On going to school for writing:
I have a straight master’s in literature. That’s what was best for me. I needed to be reading really good writers.
Ultimately, whether you go through an MFA program or straight MA, it’s what you do afterwords [that matters]. The only way you’re really going to get good is just not giving up, putting the hours in to learn your craft and going though the process where slowly but surely you improve. The other thing is that you continue to read. I don’t know a single good writer who’s not a voracious reader. That’s how you learn and that’s how you challenge yourself. You read the best.
I just read a book by a Norwegian writer, Per Petterson, called I Refuse. It’s one of those very quiet, beautiful books. He’s one of my favorite living writers.
Rash didn’t publish his first collection of short stories until 1994, when he was in his 40s; his first book of poetry followed two years later, and his first novel came out in 2002.
I’d written two novels and destroyed them because they weren’t good. Story after story, I’d write them and they’d be dead on the page. But I didn’t give up. Sometimes I wondered why I didn’t. But as I got into my 30s I started getting published in some small journals and then some slightly bigger journals.
But I really believe it’s the best thing that could have happened to me as far as my writing, because I was able to concentrate solely on the writing. There were no distraction because no one was interested. I just went slowly and surely about my craft. What interest in my craft has come has been very slowly building. Someone recently said, ‘You’ve really broken through.’ I said, ‘It only took 17 books.’ I’m not an overnight sensation.
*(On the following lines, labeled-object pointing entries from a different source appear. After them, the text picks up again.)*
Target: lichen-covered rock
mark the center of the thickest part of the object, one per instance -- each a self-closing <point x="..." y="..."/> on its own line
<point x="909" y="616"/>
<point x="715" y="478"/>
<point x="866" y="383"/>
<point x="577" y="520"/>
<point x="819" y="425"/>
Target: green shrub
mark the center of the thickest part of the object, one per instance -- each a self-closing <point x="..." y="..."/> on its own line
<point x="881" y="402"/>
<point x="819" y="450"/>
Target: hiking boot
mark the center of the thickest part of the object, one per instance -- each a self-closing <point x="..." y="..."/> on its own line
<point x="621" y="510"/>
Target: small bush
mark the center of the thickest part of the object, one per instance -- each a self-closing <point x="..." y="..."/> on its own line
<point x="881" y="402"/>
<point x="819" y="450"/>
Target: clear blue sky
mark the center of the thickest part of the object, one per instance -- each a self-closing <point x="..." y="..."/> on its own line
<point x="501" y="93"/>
Some writers hit their stride quicker than others. Some writers can write their great books in their 20s or 30s. I just wasn’t one of those. You’re not making McDonald’s hamburgers. You’re doing something, if you’re any good, that’s unique. I certainly don’t believe you’ve got to have it done in your 30s — that’s absurd. I do feel like what happens is a lot of people, when they hit their 30s, just give up. And maybe they shouldn’t.
The work itself is what matters. That’s where the focus needs to be, not on self-promotion. You hope — an I do believe this — that if the work is good enough, eventually somebody will notice.
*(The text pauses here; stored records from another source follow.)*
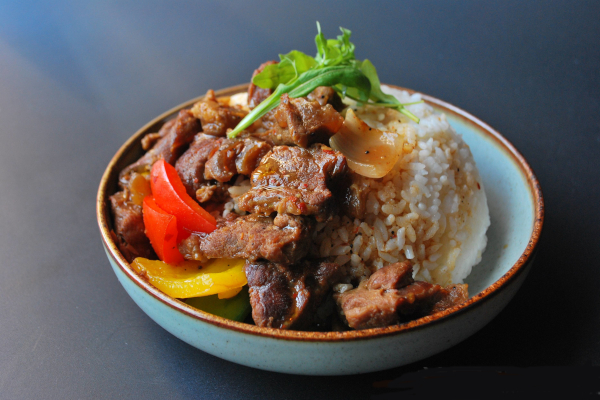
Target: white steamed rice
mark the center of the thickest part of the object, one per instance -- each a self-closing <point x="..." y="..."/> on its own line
<point x="430" y="208"/>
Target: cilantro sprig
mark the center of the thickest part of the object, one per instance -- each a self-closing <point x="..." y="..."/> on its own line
<point x="298" y="74"/>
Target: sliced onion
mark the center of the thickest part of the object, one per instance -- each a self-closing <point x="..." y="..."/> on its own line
<point x="370" y="152"/>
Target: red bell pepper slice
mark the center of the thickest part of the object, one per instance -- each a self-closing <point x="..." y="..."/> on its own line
<point x="161" y="229"/>
<point x="170" y="195"/>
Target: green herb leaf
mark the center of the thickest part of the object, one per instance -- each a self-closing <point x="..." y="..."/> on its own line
<point x="298" y="74"/>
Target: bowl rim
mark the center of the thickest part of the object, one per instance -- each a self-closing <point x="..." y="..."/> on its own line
<point x="102" y="213"/>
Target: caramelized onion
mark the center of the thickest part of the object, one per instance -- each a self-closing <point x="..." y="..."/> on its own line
<point x="370" y="152"/>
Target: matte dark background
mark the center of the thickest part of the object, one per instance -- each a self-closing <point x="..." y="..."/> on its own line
<point x="78" y="78"/>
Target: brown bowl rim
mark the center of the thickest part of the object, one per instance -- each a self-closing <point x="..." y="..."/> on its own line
<point x="102" y="212"/>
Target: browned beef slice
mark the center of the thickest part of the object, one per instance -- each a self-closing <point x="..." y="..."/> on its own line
<point x="382" y="300"/>
<point x="287" y="296"/>
<point x="235" y="156"/>
<point x="249" y="157"/>
<point x="213" y="191"/>
<point x="457" y="294"/>
<point x="257" y="95"/>
<point x="296" y="181"/>
<point x="393" y="276"/>
<point x="129" y="228"/>
<point x="221" y="165"/>
<point x="215" y="117"/>
<point x="190" y="166"/>
<point x="175" y="136"/>
<point x="327" y="95"/>
<point x="299" y="122"/>
<point x="283" y="239"/>
<point x="353" y="192"/>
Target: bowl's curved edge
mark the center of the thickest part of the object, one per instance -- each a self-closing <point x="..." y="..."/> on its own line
<point x="103" y="212"/>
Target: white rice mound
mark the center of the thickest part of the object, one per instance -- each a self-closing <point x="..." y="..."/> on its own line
<point x="431" y="208"/>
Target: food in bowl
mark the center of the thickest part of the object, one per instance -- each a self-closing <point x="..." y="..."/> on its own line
<point x="338" y="203"/>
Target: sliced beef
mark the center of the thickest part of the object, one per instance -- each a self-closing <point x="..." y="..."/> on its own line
<point x="221" y="165"/>
<point x="249" y="157"/>
<point x="300" y="122"/>
<point x="175" y="135"/>
<point x="213" y="191"/>
<point x="353" y="192"/>
<point x="129" y="228"/>
<point x="457" y="294"/>
<point x="215" y="117"/>
<point x="296" y="181"/>
<point x="257" y="95"/>
<point x="284" y="239"/>
<point x="388" y="297"/>
<point x="190" y="166"/>
<point x="237" y="156"/>
<point x="327" y="95"/>
<point x="287" y="296"/>
<point x="393" y="276"/>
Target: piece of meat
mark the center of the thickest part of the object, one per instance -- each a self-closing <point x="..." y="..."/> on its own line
<point x="287" y="296"/>
<point x="353" y="192"/>
<point x="327" y="95"/>
<point x="250" y="155"/>
<point x="388" y="297"/>
<point x="296" y="181"/>
<point x="284" y="239"/>
<point x="221" y="165"/>
<point x="213" y="191"/>
<point x="257" y="95"/>
<point x="129" y="228"/>
<point x="235" y="156"/>
<point x="393" y="276"/>
<point x="190" y="166"/>
<point x="457" y="294"/>
<point x="300" y="122"/>
<point x="215" y="117"/>
<point x="175" y="135"/>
It might take 15 or 20 years to really get it. I know that sounds daunting, but if it’s really important to you, you’re willing to do that. I kind of made a choice in my late 20s. It was a serious choice. I’d been dabbling in it, and I said, “Do I want to live my life wondering if I could have really committed to it, or do I want to risk spending hours and years” — which I did — “and maybe finding out at the end I didn’t have the talent.” I would rather have failed and at least known. There were years when I was in my 30s when I couldn’t get a book published. I had manuscripts and story collections and nobody was interested. But I kept writing.